At the Trades Union Congress (TUC) traffic lights, there is another woman who is usually at her “trade” with her child strapped to her back and uses the child as a bait for money.
Indeed, even though begging is criminal and is stipulated in the Beggars and Destitutes Act, 1969 (NLCD 392), it is fast becoming an established business in the country and that is a worry to many.
Our parliamentarians, at one of their sittings in February this year, called the Minister of Women and Children's Affairs, Mrs Juliana Azumah-Mensah, to answer questions on the phenomenon.
The Daily Graphic, which reported the story in its February 3, 2011 edition, stated that the minister said it was a fact that begging occurred everywhere in the country but it was worse in the regional and national capitals, where children were used.
She explained that Section 87 (a) and (b) of the Children's Act of 1998 prohibited the use of children for any exploitative labour which deprived them of their rights to basic health, education and social development.

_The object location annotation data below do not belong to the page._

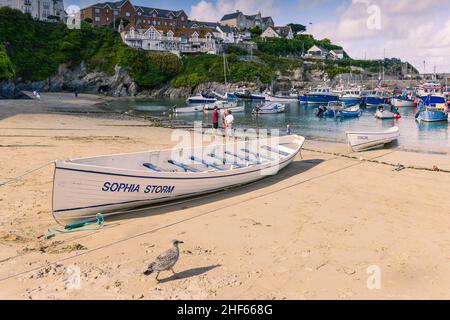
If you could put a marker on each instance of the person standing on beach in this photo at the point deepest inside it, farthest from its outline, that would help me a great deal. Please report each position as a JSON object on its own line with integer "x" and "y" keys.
{"x": 229, "y": 121}
{"x": 215, "y": 119}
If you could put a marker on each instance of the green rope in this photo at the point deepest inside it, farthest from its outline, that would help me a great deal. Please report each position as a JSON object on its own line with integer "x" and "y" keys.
{"x": 78, "y": 227}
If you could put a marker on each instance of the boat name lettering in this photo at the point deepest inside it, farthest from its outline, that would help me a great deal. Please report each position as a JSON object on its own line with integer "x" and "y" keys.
{"x": 126, "y": 187}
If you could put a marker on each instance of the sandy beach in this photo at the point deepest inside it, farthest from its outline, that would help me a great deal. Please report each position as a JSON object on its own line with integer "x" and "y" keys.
{"x": 310, "y": 232}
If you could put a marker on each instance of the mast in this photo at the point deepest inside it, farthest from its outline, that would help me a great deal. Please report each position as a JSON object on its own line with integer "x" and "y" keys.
{"x": 225, "y": 70}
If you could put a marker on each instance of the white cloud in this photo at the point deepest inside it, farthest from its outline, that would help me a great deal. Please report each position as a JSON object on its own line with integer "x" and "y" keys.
{"x": 411, "y": 30}
{"x": 209, "y": 10}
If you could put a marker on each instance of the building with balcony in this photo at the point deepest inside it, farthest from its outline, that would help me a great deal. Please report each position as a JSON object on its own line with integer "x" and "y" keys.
{"x": 45, "y": 10}
{"x": 174, "y": 39}
{"x": 139, "y": 17}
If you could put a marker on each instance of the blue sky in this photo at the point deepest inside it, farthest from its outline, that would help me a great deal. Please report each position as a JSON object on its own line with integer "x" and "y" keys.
{"x": 366, "y": 28}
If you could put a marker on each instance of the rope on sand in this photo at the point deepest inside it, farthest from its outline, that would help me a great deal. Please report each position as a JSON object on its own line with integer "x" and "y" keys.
{"x": 26, "y": 173}
{"x": 397, "y": 167}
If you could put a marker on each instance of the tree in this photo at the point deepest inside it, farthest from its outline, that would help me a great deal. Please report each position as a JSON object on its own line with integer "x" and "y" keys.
{"x": 297, "y": 28}
{"x": 256, "y": 32}
{"x": 6, "y": 66}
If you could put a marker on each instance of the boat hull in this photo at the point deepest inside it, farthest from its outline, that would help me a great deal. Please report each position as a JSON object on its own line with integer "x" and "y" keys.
{"x": 399, "y": 102}
{"x": 374, "y": 101}
{"x": 318, "y": 99}
{"x": 82, "y": 188}
{"x": 289, "y": 99}
{"x": 351, "y": 101}
{"x": 432, "y": 116}
{"x": 363, "y": 141}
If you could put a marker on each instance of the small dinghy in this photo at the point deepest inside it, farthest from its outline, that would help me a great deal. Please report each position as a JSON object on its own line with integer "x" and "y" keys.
{"x": 192, "y": 109}
{"x": 362, "y": 141}
{"x": 330, "y": 110}
{"x": 110, "y": 184}
{"x": 386, "y": 111}
{"x": 221, "y": 105}
{"x": 269, "y": 108}
{"x": 350, "y": 112}
{"x": 201, "y": 99}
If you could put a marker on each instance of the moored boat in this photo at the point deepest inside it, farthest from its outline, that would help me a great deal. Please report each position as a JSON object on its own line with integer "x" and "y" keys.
{"x": 220, "y": 105}
{"x": 282, "y": 98}
{"x": 191, "y": 109}
{"x": 200, "y": 99}
{"x": 403, "y": 102}
{"x": 432, "y": 108}
{"x": 350, "y": 112}
{"x": 320, "y": 95}
{"x": 361, "y": 141}
{"x": 330, "y": 110}
{"x": 351, "y": 97}
{"x": 387, "y": 112}
{"x": 376, "y": 98}
{"x": 109, "y": 184}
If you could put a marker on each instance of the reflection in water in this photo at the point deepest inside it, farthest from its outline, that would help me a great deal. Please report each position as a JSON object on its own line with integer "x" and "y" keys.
{"x": 302, "y": 120}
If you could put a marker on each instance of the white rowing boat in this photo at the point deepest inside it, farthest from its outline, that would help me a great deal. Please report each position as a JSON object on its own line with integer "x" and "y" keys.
{"x": 107, "y": 184}
{"x": 362, "y": 141}
{"x": 193, "y": 109}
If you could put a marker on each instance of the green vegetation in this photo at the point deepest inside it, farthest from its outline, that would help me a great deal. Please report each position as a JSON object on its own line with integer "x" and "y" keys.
{"x": 6, "y": 66}
{"x": 33, "y": 50}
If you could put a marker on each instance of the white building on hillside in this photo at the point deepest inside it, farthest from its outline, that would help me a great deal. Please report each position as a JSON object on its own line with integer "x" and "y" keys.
{"x": 39, "y": 9}
{"x": 173, "y": 39}
{"x": 278, "y": 32}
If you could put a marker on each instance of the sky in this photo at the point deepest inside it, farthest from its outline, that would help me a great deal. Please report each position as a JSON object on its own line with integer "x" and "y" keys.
{"x": 412, "y": 30}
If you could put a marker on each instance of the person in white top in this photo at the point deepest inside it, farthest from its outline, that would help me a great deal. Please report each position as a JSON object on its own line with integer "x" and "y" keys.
{"x": 229, "y": 120}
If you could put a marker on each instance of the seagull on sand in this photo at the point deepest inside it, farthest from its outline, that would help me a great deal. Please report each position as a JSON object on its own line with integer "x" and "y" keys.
{"x": 165, "y": 261}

Mrs Azumah-Mensah stated that the provisions of those laws suggested that any person who used children for begging, be it dangling on the shoulders or holding the stick, in the case of the blind, had committed an offence and the police had the mandate to arrest such persons.

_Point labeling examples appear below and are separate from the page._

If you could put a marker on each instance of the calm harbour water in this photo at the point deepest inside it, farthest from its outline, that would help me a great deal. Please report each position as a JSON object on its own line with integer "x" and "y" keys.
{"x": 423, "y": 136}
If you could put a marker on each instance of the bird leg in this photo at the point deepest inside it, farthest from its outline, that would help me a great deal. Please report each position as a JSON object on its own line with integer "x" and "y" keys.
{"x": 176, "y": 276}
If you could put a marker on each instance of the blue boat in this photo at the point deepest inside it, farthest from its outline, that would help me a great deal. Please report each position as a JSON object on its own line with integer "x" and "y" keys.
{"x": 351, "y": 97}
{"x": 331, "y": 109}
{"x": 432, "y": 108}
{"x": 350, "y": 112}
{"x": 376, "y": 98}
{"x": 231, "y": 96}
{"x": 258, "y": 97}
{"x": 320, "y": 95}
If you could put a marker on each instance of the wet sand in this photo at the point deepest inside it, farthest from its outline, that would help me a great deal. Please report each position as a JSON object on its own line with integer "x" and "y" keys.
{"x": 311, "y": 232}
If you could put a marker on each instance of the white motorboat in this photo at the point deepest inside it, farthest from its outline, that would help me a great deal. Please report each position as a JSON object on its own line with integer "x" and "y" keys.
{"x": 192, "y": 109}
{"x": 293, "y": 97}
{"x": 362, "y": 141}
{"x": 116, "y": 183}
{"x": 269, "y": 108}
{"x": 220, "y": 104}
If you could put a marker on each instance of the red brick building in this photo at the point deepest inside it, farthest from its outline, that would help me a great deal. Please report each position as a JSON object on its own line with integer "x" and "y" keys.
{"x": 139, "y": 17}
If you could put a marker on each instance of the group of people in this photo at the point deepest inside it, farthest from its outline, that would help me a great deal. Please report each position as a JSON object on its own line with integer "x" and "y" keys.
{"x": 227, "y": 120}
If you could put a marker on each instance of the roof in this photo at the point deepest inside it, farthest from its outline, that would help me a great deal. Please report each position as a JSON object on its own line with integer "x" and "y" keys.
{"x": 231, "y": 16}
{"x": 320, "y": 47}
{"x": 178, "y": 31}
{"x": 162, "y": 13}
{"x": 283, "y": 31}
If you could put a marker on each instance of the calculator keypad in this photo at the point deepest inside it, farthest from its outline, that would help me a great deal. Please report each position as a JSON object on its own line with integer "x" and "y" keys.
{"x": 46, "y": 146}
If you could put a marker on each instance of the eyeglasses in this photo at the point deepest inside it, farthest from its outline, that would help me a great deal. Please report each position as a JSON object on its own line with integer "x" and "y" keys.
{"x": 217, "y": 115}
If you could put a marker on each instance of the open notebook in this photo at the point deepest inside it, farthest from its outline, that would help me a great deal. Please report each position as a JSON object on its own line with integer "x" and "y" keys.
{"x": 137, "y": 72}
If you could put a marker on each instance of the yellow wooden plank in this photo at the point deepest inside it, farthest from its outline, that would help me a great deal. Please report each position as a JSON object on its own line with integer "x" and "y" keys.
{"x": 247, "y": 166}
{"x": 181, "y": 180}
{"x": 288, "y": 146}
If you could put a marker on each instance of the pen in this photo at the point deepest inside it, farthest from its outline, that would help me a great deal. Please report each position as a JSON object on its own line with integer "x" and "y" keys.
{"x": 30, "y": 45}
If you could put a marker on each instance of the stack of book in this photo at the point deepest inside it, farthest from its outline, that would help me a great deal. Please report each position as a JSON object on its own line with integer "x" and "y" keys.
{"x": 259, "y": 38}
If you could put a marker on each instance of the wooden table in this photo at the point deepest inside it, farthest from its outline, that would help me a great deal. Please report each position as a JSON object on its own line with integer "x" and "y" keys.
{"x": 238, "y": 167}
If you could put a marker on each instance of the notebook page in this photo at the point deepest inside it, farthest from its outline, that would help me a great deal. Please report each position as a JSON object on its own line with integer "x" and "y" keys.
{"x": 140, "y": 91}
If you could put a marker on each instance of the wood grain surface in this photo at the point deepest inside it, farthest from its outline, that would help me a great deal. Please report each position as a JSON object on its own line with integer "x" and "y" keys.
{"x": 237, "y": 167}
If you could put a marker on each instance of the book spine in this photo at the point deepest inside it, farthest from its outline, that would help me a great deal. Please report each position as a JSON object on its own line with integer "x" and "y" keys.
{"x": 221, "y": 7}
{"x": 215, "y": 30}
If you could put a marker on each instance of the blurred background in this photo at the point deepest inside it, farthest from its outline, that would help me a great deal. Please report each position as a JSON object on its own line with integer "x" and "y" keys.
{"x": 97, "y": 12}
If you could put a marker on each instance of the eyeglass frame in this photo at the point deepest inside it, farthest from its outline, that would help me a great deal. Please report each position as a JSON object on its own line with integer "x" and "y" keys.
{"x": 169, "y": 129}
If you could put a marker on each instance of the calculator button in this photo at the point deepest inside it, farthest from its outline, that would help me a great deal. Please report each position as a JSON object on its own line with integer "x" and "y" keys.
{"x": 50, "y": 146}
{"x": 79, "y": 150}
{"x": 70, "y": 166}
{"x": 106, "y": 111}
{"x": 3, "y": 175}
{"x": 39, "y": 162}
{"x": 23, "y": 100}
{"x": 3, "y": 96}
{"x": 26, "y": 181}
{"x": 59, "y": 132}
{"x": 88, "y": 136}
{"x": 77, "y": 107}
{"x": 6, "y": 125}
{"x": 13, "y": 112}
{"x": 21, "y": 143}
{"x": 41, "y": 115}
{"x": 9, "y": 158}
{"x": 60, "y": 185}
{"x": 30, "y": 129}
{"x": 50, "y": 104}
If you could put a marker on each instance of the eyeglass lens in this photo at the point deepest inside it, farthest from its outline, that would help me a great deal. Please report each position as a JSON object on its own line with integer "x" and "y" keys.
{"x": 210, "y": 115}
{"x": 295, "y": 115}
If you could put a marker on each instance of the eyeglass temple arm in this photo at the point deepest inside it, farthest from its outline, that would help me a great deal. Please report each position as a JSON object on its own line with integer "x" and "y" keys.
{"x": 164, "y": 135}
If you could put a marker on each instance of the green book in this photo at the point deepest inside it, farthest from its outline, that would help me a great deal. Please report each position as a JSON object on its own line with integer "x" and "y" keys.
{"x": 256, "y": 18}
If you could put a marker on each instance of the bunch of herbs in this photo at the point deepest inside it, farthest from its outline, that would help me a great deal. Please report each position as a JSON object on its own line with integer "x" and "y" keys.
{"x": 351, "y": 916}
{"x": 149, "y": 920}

The Department of Social Welfare (DSW) attached to the Domestic Violence and Victims Support Unit (DOVVSU), about two years ago, as reported in this paper, announced plans to rid the streets of children who were used to beg and prosecute those who engaged them in the act, yet nothing has been done.
In an interview, the Director of the DSW attached to DOVVSU, Mr Dela Ashiabor, cited lack of funds as the reason the department had not been able to rid the streets of Accra of children used to beg.
According to him, funding for its programmes normally came from the regional office but the regional office also appeared to be cash strapped.
Mr Ashiabor, who disclosed this when the Junior Graphic contacted him to find out why the department had failed to honour its promises in the past to rid the streets off children used to beg, explained that the department, after picking such children up from the streets, was supposed to provide food and shelter for them until it was able to trace and link them up with their families or guardians, many of whom were usually in the three northern and the Brong Ahafo regions.
"We don't have the money to feed them nor the logistics. The Social Welfare shelter at Osu is over burdened and does not have money,” he said.
He disclosed that aside from linking the children up with their families or guardians after their rescue, it was the responsibility of the department to assist those who were not employed with skills training but said the DSW did not have funds for all that.
"We have not abandoned our plans to rid the streets of children who are used to beg. We are looking for funds and once we get them we will do as was promised," he noted.
Meanwhile, the Public Affairs Officer at the National Secretariat of DOVVSU, ASP Robert Freeman Tettey, has stated that it is not the duty of the police to rescue children who are used to beg on the streets of cities and big towns.
"It is the duty of the DSW and the district assemblies subcommittees on Social Services. However, they can seek the assistance of the police whenever they require our services on any operation aimed at rescuing such children," he explained.
ASP Tettey, who said this in reaction to questions from the Junior Graphic on what the police were doing about the increasing number of children being used to beg on the streets, quoted The Children's Act, 1998 (ACT 560) 96, which state:s "The Social Services subcommittee of a district assembly and the department shall be responsible for the enforcement of these provisions," to support his claim.
He emphasised that in cases that involved children, the police did not take the lead but worked with the DSW and the district assemblies subcommittees on Social Services.
He stated that the police had in the past assisted the DSW to successfully rescue children who were used to beg from the streets.